2. Look at your responses again. Which episodes or situations do you think are associated with “socially disengaged emotions”? Which episodes or situations do you think are associated with “socially engaged emotions”? Write the numbers of the episodes.
(a) Socially disengaged emotions: 5
(b) Socially engaged emotions: 1, 2, 3, 4,
Although I said that the loss of my daughter has brought me joy, it is impossible to shy away from the deep pain I will always have to endure. So I chose to put that in the category of disengaging emotions, because I have truly isolated myself after this situation. I have cut myself off from people who may not understand, and might say the worst things because of their fortunate lack of this experience. So, I know that’s not right, and I have had to seek help to get me through this tragic event, so one day I guess I will be better socially suited to deal with all people.
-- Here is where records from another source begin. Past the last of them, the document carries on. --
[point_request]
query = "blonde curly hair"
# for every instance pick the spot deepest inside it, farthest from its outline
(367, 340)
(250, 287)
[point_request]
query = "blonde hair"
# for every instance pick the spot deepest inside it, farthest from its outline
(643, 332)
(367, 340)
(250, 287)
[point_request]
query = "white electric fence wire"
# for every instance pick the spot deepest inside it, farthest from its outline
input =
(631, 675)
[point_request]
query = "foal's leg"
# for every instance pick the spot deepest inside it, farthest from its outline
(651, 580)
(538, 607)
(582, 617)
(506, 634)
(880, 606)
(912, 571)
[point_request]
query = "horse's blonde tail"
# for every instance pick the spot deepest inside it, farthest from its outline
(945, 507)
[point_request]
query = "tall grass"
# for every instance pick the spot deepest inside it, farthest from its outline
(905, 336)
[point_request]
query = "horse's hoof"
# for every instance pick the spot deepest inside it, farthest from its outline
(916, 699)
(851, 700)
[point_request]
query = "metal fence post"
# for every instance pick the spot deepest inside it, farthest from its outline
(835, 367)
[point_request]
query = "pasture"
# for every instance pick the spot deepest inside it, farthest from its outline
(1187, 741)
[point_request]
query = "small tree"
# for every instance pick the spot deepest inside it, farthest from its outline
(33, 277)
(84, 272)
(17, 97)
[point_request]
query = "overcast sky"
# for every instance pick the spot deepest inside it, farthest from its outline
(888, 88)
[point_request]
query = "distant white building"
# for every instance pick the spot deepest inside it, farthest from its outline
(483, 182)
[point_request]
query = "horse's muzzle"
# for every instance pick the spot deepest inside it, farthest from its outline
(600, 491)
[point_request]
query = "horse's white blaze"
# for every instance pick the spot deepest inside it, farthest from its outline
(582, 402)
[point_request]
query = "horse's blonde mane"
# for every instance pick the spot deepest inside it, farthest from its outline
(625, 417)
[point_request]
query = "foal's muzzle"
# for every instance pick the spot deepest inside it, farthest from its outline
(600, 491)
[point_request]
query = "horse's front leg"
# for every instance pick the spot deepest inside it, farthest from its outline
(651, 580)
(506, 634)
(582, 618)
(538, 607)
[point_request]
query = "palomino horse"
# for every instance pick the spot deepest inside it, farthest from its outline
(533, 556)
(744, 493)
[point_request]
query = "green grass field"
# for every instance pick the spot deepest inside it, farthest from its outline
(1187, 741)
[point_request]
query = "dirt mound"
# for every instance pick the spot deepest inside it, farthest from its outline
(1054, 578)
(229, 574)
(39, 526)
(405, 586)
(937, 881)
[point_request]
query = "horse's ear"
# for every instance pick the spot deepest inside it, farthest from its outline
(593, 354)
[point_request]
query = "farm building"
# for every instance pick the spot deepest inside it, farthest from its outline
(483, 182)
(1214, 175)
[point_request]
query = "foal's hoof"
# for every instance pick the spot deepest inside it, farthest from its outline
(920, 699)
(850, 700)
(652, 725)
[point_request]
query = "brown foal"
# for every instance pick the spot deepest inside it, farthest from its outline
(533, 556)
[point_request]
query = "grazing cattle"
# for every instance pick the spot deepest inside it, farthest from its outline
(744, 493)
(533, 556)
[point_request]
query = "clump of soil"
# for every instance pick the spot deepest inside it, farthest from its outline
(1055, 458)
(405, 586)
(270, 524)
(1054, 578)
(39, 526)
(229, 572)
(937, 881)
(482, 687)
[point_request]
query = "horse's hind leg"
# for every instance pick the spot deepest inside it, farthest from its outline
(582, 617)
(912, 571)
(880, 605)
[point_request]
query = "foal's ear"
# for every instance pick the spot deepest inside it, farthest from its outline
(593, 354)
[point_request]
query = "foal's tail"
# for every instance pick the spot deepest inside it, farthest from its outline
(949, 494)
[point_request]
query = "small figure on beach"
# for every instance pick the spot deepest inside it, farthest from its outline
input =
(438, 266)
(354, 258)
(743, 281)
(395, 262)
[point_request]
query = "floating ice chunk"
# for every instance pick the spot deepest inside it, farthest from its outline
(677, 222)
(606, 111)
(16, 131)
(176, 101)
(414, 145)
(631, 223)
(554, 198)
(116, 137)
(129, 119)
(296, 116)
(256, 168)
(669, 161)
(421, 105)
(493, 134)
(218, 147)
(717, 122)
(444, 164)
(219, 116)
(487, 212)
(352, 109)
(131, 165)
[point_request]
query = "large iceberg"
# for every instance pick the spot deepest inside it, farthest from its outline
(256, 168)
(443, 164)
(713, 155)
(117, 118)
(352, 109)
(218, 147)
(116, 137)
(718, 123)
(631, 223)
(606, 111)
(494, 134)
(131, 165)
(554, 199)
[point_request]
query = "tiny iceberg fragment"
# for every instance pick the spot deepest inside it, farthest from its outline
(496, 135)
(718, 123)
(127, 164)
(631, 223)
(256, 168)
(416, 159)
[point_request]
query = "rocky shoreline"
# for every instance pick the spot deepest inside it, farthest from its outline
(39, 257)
I chose the Module 7 Artifact as my number one artifact because it encompasses who I am as a person today. My visual representation is a compilation of everything that means the world to me. This was my favorite artifact because it helped me to rationalize things that have been hard for me to handle. While completing this artifact assignment I came to a realization that with time and through reflection, I can find a positive outlook for a seemingly negative situation.